Before you try to replace the seals, check to see that one or more drain holes are not plugged. Last year I found one plugged and cleaned it out with a bicycle brake cable. I snaked the cable to the obstruction and twisted it through. The twisting action is always in the direction that keeps the cable
strands from fraying. The sunroof has not leaked since.

Merry motoring. Ed

It also works if you use trimmer line from a weed whacker. It won't kink, and you can twist it either direction without worrying about fraying the cable, and it won't scratch the inside of the drain.


Editor's Note:
It has been previously stated on the List that it is wise to snake from the bottom up - pushing any debris back up through the opening in the roof.

I replaced my sunroof seal(s) this summer. There are actually two seals, the front seal which wraps around both sides and a short rear section of seal. The seals slip in easily enough. The only tricky part is removing the sunroof to replace the seal, then putting the sunroof back. When examining the sunroof carefully, you will notice that it really is not a "tight" seal between sunroof and roof. There are channels which take water which passes below the seal and divert it front and back. As Ed says in his post, check these channels first to see that they are free from obstructions. Check the manual for sunroof removal instructions.

Joe Rausa '89S4

I have a leak that comes through the cover of the sunroof motor. Anyone have any experience about this? It leaks only under heavy rain conditions.

John 85S

The drain holes may need to be cleaned out. The two up front are pretty long. I have used cable from a bicycle brake line, but others have used weed wacker line. The rear holes are fairly short and are usually not the problem. Snake the line down the hole and give it a roto-router job. Open the sunroof, then search along the perimeter of the opening. You should be able to fine four holes, one along the right and left edge, and two in the rear, but all near the corners of the opening. The rear holes go straight back and the exit holes can be seen when the rear deck is open. The end locations of the front holes are not readily visible, but are hidden between the joint of two body panels. In any case, doing a roto-router job on each one will eventually clear them.

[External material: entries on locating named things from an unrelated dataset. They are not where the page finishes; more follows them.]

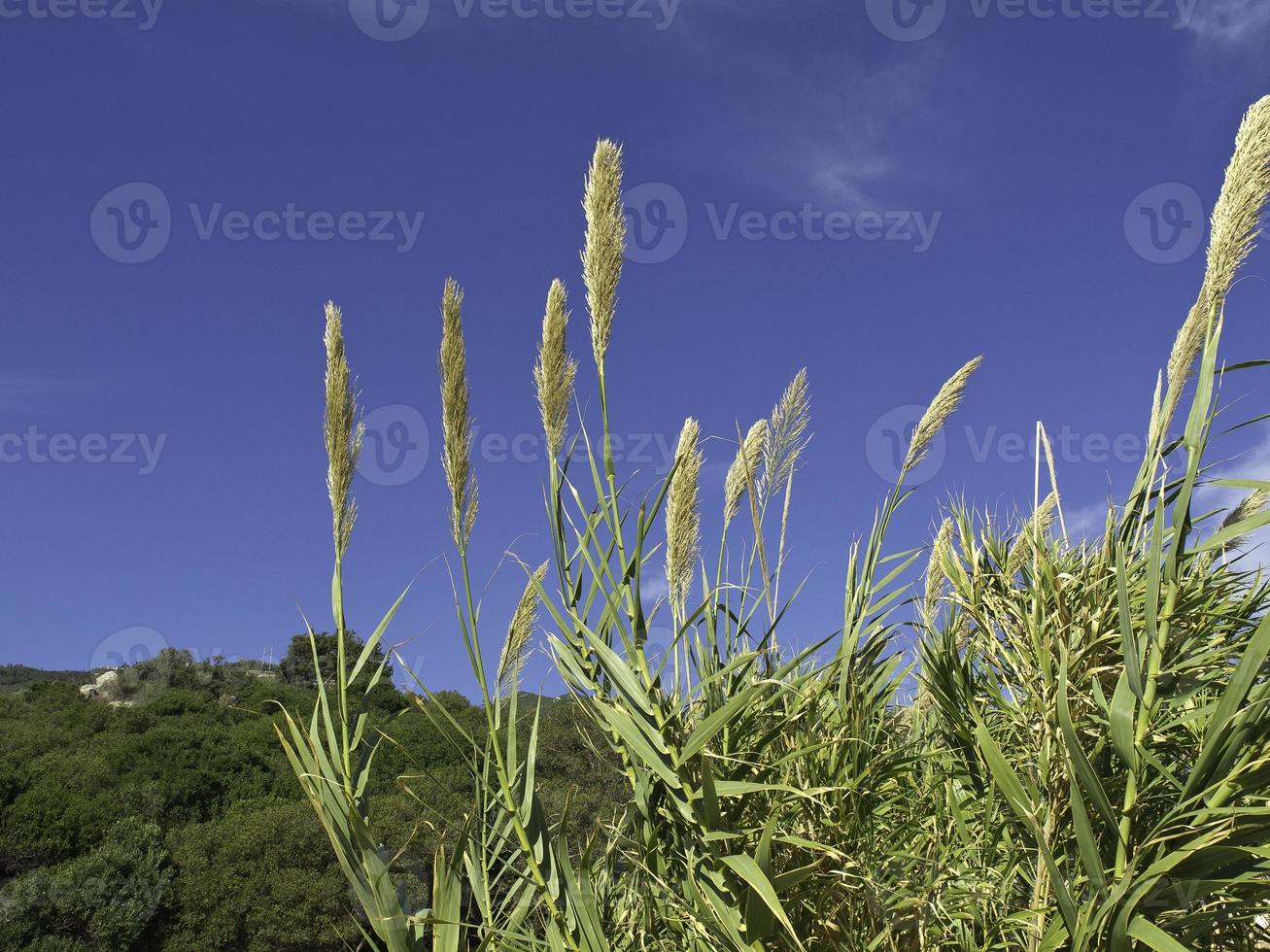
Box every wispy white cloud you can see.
[668,0,943,210]
[1187,0,1270,47]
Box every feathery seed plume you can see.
[438,278,477,548]
[758,367,811,499]
[323,301,364,558]
[1159,96,1270,427]
[582,138,626,364]
[1006,493,1058,575]
[901,357,983,477]
[533,279,578,459]
[723,421,767,526]
[497,562,547,697]
[666,417,704,617]
[1220,489,1270,548]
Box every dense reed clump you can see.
[281,99,1270,952]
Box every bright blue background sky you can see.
[0,0,1270,690]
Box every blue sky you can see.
[0,0,1270,690]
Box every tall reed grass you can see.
[280,98,1270,952]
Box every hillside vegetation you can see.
[0,655,615,952]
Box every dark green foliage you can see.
[0,819,173,952]
[0,664,616,952]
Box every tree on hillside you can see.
[278,630,393,688]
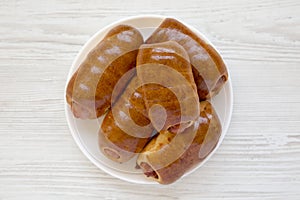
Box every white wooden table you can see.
[0,0,300,200]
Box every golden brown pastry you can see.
[146,18,228,100]
[66,25,143,119]
[136,41,199,131]
[99,76,153,163]
[137,101,221,184]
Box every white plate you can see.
[65,15,233,184]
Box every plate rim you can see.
[64,14,233,185]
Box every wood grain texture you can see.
[0,0,300,200]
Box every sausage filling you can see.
[140,162,158,179]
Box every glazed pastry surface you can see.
[136,41,199,131]
[66,25,143,119]
[146,18,228,100]
[98,76,153,163]
[137,101,222,184]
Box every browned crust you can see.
[137,41,198,131]
[99,77,153,163]
[66,25,143,119]
[137,101,222,184]
[146,18,228,100]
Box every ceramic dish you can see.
[65,15,233,184]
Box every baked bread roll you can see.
[98,76,153,163]
[66,25,143,119]
[137,101,222,184]
[136,41,199,131]
[146,18,228,100]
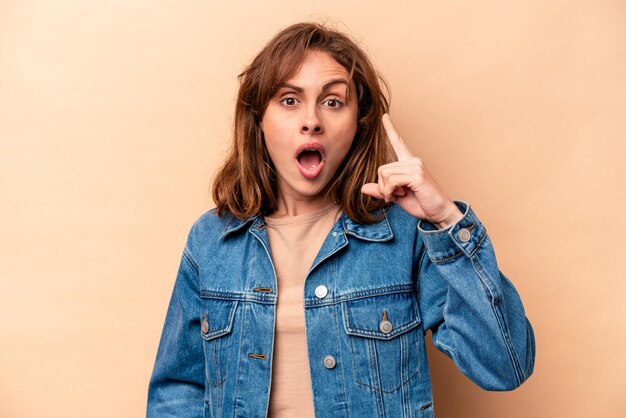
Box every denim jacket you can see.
[148,202,535,418]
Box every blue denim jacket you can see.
[148,202,535,418]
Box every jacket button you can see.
[324,356,337,369]
[378,319,393,334]
[315,285,328,299]
[456,228,472,242]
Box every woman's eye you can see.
[324,99,342,109]
[280,97,297,107]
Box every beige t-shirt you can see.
[265,205,341,418]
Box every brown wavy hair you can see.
[213,23,392,223]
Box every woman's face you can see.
[261,51,358,216]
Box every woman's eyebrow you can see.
[279,78,348,93]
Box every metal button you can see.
[378,319,393,334]
[315,285,328,299]
[324,356,337,369]
[202,314,209,334]
[456,228,472,242]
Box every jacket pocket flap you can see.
[200,299,239,340]
[342,293,420,340]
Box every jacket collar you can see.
[220,210,393,242]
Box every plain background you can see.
[0,0,626,418]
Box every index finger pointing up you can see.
[383,113,413,161]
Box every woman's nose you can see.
[300,110,324,134]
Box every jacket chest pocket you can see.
[342,293,420,393]
[200,299,238,386]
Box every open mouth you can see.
[296,143,326,178]
[298,149,322,170]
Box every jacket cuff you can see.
[417,200,487,262]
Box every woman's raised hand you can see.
[361,114,463,228]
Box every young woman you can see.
[148,23,535,417]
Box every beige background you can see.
[0,0,626,418]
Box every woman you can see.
[148,23,535,417]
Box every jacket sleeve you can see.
[147,249,205,418]
[418,202,535,390]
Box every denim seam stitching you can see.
[472,257,524,386]
[183,247,200,275]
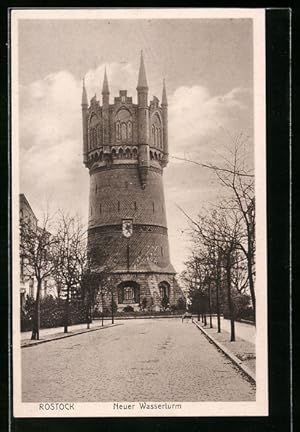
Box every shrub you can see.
[21,296,87,331]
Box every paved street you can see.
[22,319,255,402]
[203,316,255,344]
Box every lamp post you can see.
[122,219,133,272]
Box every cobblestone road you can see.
[22,319,255,402]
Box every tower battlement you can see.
[82,51,168,187]
[81,54,182,309]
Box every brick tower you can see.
[82,53,182,310]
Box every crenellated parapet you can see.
[82,54,168,188]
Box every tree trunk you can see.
[247,248,256,324]
[216,275,221,333]
[226,255,235,342]
[208,281,213,328]
[64,286,70,333]
[111,290,115,324]
[31,280,42,340]
[101,292,104,327]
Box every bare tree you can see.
[174,132,256,321]
[181,203,243,341]
[20,215,56,340]
[206,134,256,321]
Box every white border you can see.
[11,8,268,417]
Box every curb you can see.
[21,323,123,348]
[193,321,256,384]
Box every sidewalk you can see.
[21,322,123,348]
[207,316,256,344]
[194,318,256,381]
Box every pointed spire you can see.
[81,78,88,105]
[137,51,148,90]
[102,66,109,95]
[161,79,168,105]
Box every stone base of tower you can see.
[96,273,184,312]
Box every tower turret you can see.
[82,53,182,311]
[102,68,110,154]
[161,79,169,166]
[81,79,88,164]
[136,51,149,189]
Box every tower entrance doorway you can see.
[118,281,140,309]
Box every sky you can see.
[18,19,253,272]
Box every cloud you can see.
[169,86,252,161]
[19,63,252,270]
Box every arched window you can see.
[121,123,127,141]
[155,128,159,147]
[127,121,132,140]
[118,281,140,304]
[97,124,101,145]
[157,128,161,148]
[89,114,100,149]
[116,122,121,140]
[116,108,132,141]
[125,148,131,159]
[151,112,161,148]
[151,125,155,146]
[158,282,170,299]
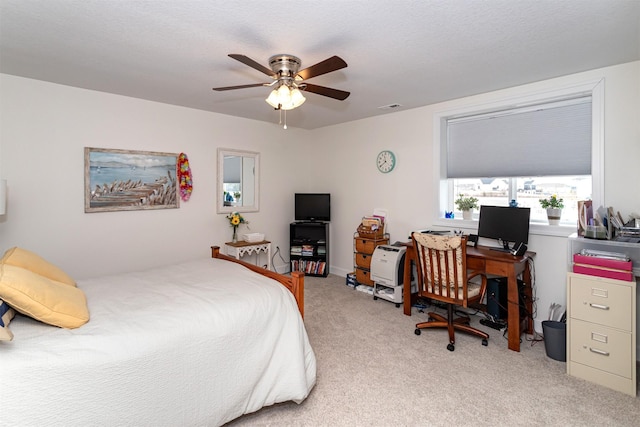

Caution: Do not use high air pressure, as it may cause the plastic lines to seperate from the nipples that keep them in place. If that happens, then the water will drain directly onto the headliner and then into the

~ Merry motoring ~
Ed Ruiz

On my 86, the front sunroof drain hoses exit behind the black plastic (front) wheel well protectors. On my particular car, the left front hose was pinched by the cruise-control vacuum reservoir. This was probably a factory mistake that was never discovered or corrected. To diagnose, I located each of the drain holes from the top, poured in water (slowly and carefully), and discovered which corner had a problem. After unsuccessfully using a flexible steel rod and compressed air, I located the hose end, freed it from its bondage, and cut off the last couple of inches of permanently disfigured plastic hose. BTW, my symptom was water accumulating at the driver's side footwell.